Veröffentlicht am 25.04.2016

Redner und Sänger sind zur Ausübung ihrer Berufe auf die Stimme angewiesen. Genau deshalb sollte die Stimme gerade von diesen Berufsgruppen besonders gepflegt werden. Die Stimme liebt Wärme. Bei Erkältungen kann ein Tuch, das nachts im Bett getragen wird, die Stimme auf die Aufgaben des kommenden Tages vorbereiten. Unterstützend kann man tagsüber Holunderblütentee trinken. Alkohol und Nikotin sind zwei Stimmstressoren, dies gilt auch für das Passivrauchen. Lange Kneipenbesuche am Abend vor wichtigen Auftritten, sei es als Redner oder Sänger, sollten vermieden werden.
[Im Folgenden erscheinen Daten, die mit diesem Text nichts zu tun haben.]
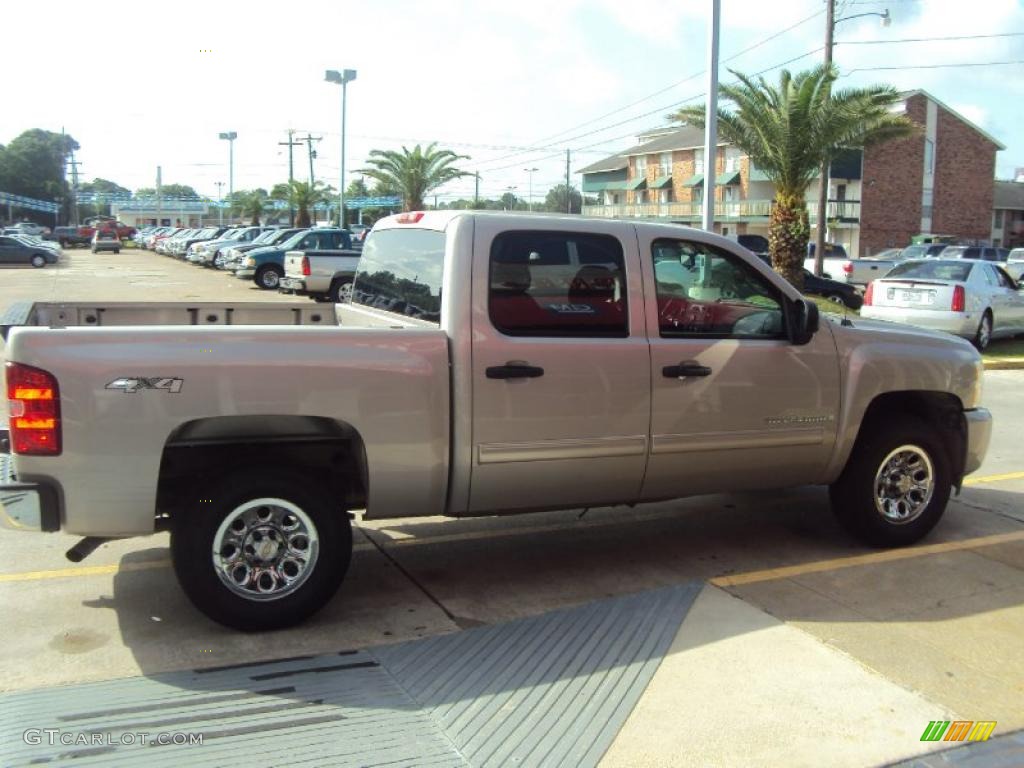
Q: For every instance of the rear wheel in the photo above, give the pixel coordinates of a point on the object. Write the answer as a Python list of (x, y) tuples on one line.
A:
[(262, 549), (896, 483), (984, 333), (268, 276)]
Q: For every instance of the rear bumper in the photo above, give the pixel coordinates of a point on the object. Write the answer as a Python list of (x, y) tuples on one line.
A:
[(26, 506), (979, 432), (958, 324)]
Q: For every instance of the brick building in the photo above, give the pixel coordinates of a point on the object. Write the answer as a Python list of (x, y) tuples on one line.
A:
[(938, 181), (1008, 214)]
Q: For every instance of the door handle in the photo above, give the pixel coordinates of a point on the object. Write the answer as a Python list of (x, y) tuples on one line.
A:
[(684, 370), (514, 371)]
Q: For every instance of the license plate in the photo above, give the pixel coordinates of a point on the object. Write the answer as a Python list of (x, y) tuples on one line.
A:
[(915, 297)]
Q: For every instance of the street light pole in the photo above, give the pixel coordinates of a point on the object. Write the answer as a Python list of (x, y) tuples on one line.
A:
[(823, 180), (529, 198), (342, 78), (229, 137), (220, 203)]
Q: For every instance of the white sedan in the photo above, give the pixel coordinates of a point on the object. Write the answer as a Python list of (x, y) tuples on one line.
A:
[(967, 297)]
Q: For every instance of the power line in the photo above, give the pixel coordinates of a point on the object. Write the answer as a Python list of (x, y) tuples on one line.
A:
[(929, 39), (936, 67), (657, 92)]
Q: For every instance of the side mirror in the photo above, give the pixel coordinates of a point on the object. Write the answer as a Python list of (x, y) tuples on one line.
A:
[(805, 321)]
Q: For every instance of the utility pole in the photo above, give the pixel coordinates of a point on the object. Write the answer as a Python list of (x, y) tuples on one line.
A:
[(819, 230), (568, 194), (711, 121), (291, 172), (74, 188), (312, 153), (220, 203)]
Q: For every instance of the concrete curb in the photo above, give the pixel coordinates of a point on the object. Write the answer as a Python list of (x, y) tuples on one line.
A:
[(1010, 364)]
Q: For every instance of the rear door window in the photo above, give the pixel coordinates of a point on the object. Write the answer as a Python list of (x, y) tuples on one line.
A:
[(557, 284)]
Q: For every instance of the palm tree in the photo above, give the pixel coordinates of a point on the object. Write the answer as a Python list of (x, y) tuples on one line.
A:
[(304, 197), (414, 173), (788, 131)]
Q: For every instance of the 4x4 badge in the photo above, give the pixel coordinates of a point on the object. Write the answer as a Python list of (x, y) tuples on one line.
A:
[(133, 384)]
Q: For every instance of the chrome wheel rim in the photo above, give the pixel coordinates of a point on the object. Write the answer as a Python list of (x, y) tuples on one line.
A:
[(265, 549), (904, 484)]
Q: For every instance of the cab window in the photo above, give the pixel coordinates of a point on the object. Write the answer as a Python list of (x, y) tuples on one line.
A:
[(557, 284), (702, 291)]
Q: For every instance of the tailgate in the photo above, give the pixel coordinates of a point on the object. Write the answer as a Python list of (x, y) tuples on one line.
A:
[(913, 294)]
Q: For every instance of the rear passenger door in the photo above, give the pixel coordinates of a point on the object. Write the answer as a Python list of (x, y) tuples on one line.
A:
[(561, 387)]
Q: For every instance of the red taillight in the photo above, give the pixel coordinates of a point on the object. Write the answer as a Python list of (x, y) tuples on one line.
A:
[(960, 299), (35, 411)]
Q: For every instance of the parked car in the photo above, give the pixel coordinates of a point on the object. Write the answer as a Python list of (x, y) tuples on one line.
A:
[(105, 240), (229, 258), (69, 237), (984, 253), (266, 265), (29, 227), (1015, 263), (842, 294), (469, 377), (922, 251), (14, 250), (968, 297)]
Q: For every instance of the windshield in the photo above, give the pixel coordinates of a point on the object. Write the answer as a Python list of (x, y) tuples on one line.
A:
[(400, 271), (935, 269)]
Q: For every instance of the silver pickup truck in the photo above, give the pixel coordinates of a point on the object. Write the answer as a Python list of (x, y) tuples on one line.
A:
[(322, 275), (486, 364)]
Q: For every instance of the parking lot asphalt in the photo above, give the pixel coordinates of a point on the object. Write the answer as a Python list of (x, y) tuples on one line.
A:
[(802, 648)]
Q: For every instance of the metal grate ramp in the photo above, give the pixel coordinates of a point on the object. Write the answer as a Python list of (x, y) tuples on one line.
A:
[(552, 689)]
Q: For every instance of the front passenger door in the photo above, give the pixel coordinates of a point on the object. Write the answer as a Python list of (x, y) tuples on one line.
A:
[(735, 403)]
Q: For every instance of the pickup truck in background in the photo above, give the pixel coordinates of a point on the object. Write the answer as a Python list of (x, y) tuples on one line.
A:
[(266, 265), (324, 275), (487, 364)]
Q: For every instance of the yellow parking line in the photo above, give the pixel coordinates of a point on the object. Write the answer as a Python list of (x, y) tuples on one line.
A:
[(817, 566), (993, 478), (34, 576)]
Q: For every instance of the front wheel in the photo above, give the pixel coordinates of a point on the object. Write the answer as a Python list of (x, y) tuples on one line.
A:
[(896, 483), (261, 550), (268, 276)]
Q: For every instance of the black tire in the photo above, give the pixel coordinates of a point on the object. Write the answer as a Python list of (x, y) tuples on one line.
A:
[(853, 495), (983, 336), (195, 532), (338, 290), (268, 276)]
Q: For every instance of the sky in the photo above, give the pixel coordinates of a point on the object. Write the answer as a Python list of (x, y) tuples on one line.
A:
[(511, 85)]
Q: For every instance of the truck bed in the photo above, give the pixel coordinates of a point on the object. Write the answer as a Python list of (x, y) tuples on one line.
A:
[(68, 314)]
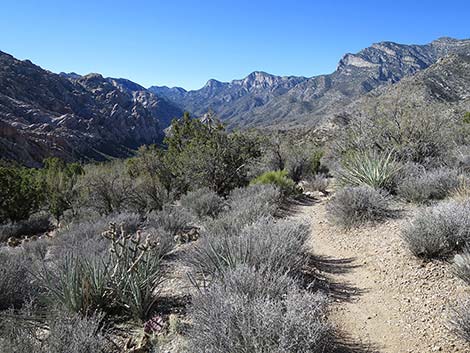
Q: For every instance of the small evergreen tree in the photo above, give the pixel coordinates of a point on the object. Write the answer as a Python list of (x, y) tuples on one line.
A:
[(59, 180), (20, 193)]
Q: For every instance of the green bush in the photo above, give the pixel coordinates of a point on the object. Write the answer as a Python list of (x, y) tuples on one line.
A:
[(59, 180), (203, 154), (36, 224), (74, 333), (460, 320), (127, 280), (428, 185), (279, 179), (203, 203), (225, 318), (21, 193), (78, 284), (354, 206), (372, 169)]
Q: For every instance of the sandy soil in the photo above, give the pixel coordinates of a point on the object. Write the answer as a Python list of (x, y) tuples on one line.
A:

Es kommt es in dieser Umgebung zu einem unnatürlich lauten Sprechverhalten. Dies wird meist durch erhöhten Druck auf die Stimmbänder erreicht. Erste Hilfe kann hier ein Salbeiblatt bringen, welches langsam im Mund zerkaut wird. Geschmacklich ist dieser Vorgang für manche gewöhnungsbedürftig, aber für die Stimme ist dies wirklich die "Kreide" und die soll ja bekanntlich dem Wolf bei den sieben Geißlein nützlich gewesen sein ;-).

Die Körperhaltung stellt einen wesentlichen Faktor für die Stimmkraft dar. Die Positionierung des Kopfes beeinflusst die "Schwebehaltung" des Kehlkopfes. Angespannte Muskulatur im Hals- (vorn und hinten) und Mundbereich kann die Stimmbandfunktion beeinträchtigen. Das gleiche gilt auch für die Funktion der Rippen. Durch Heben und Senken wird die Atmung unterstützt. Dabei klappen die seitlichen Rippenanteile wie ein Eimerhenkel auf und ab. Die Bewegung der Rippenteile nahe dem Brustbein funktioniert wie ein Pumpenschwengel als Auf- und Abwärtsbewegung. Die Rippenbewegung erfolgt bei der Sprechstimme schneller als bei der Singstimme - der Sänger verlängert diese Bewegung künstlich, um einen gleichmäßigen und länger anhaltenden Ton zu erzeugen. Im Zwischenraum zwischen der 5. und 6. Rippe verläuft die obere Grenze des Zwerchfells. Das ist weitaus höher als mancher vermuten mag. Jeder kann bei sich selbst unterhalb des Schlüsselbeins die zweite Rippe spüren und kann durch einfaches Abzählen den Rippen folgen. Atmung sollte beim Sprechen und Singen nicht nur forciert werden - Ziel ist es, mit dem Atem zu agieren. Dazu gehört auch, Einatemgeräusche zu Beginn eines Sprech- oder Gesangsvorgangs zu vermeiden. Man kann es beim Sprechen oder Singen beobachten - das hörbare Einatmen geht meist mit einem Anheben der Schultern einher. Die Atemräume werden dadurch eher verengt. Zu guter Letzt gilt es immer zu bedenken, dass die Stimme als Ausdrucksform die Summe der körperlichen und mentalen Gegebenheiten des Menschen ist.